1. The [Supreme Court Data Base](http://scdb.wustl.edu/). 

2. [ConvoKit's Supreme Court Oral Arguments Corpus](https://convokit.cornell.edu/documentation/supreme.html) (which sources from [Oyez](https://www.oyez.org/)). 

3. [Rafo et al.'s World Gender Name Dictionary](https://dataverse.harvard.edu/dataset.xhtml?persistentId=doi:10.7910/DVN/YPRQH8# )


4. To create `justice-ideology.txt`, we measure ideology using the average (arithmetic mean) of the justice’s time-varying [Martin-Quinn score](http://mqscores.wustl.edu/) (Martin and Quinn 2002), and treat any values less than zero as a liberal justice, and values greater than zero as a conservative justice.

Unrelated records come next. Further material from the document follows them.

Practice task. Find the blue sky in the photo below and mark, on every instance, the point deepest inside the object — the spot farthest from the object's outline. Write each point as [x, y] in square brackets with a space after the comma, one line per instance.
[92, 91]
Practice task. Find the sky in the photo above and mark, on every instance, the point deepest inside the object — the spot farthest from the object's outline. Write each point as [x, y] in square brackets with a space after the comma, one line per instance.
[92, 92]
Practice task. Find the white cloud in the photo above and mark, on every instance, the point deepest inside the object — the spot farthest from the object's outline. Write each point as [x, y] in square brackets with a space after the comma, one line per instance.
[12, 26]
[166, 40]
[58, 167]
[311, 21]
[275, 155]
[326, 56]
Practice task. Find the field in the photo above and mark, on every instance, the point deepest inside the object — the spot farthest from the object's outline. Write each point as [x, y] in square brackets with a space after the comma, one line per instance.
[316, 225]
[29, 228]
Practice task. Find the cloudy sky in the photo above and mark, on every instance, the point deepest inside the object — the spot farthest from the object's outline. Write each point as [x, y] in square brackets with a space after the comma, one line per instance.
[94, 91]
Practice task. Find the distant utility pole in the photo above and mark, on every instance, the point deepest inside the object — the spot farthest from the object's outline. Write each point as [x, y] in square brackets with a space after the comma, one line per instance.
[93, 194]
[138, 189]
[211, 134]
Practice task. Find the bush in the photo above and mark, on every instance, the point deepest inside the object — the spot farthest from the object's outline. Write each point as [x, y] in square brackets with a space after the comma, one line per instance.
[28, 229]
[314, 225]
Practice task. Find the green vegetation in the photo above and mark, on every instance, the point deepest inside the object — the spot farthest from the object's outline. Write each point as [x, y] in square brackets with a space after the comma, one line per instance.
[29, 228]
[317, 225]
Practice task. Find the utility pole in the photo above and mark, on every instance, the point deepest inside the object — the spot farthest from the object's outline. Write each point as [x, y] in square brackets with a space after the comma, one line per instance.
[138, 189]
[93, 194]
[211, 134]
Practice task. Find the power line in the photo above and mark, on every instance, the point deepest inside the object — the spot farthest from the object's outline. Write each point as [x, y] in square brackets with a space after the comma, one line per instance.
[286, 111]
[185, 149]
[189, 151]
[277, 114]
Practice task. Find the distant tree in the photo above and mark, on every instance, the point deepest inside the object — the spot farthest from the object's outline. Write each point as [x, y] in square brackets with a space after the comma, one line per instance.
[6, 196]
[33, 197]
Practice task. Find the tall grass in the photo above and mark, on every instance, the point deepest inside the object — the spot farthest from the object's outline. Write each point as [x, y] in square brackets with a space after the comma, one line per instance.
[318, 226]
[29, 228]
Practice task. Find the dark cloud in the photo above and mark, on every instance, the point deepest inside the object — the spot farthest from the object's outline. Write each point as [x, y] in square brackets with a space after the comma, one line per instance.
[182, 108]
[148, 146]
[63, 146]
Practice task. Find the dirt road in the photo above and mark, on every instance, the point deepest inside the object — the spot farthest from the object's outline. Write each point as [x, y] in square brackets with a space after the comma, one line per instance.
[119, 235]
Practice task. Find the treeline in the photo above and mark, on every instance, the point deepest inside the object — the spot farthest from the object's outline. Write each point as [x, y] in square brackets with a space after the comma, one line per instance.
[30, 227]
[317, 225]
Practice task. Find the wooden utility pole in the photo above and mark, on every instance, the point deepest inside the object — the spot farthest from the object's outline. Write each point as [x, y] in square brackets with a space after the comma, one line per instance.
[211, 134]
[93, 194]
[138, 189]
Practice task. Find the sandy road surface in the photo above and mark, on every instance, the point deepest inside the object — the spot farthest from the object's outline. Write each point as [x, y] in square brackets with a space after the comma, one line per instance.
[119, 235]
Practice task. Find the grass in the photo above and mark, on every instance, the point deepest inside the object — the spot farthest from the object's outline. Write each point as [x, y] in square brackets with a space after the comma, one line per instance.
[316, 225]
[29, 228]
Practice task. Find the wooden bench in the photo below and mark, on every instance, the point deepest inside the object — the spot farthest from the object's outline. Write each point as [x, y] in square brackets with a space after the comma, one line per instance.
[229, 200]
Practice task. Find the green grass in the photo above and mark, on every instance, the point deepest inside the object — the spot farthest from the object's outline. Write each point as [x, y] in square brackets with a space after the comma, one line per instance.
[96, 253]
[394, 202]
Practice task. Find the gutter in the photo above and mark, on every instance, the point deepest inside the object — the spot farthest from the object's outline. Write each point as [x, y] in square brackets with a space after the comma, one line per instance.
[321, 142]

5. The file `backchannel.txt` are phrasal backchannel cues that the authors curated. 

## Code pipelne 

Pipeline descisions are detailed in `scripts/config.yaml`. To replicate our code pipeline and analysis, run the following scripts in order 

1. For pre-processing and chunking, 

	```
	cd scripts/ 
	python create_analyze_chunks.py
	python filter.py 
	```

	This takes about 15-20 minutes to run on our machine. 

2. For the main analysis and plots in our paper, run all cells in the following jupyter notebook  

	```
	scrips/analysis.ipynb
	```
	
3. To make "Figure 5: Justice Interruption Rates (y-axis) by Martin & Quinn Ideology Scores (x-axis)", run `scripts/interruptionsPlot.r` using R. 

4. For supplementary and corroborative analyses run 

	```
	scripts/supplemental_analysis.ipynb
	```

5. To obtain the results in the Appendix for the backchannel cue removal, use the configuration specified in `scripts/config-backchannels.yaml` and re-run the pipeline (`create_analyze_chunks.py`, `filter.py` and `analysis.ipynb`). 


## Notes

In the ConvoKit/Ozez data there are still errors with `John G. Roberts Jr.` when he was an advocate. This results in warnings after running `create_analyze_chunks.py` such as  `John G. Roberts Jr.  not found in caseid2stuff dict, assigning unknown. case id: 1991_90-6531`. This warning should not substantively affect the results.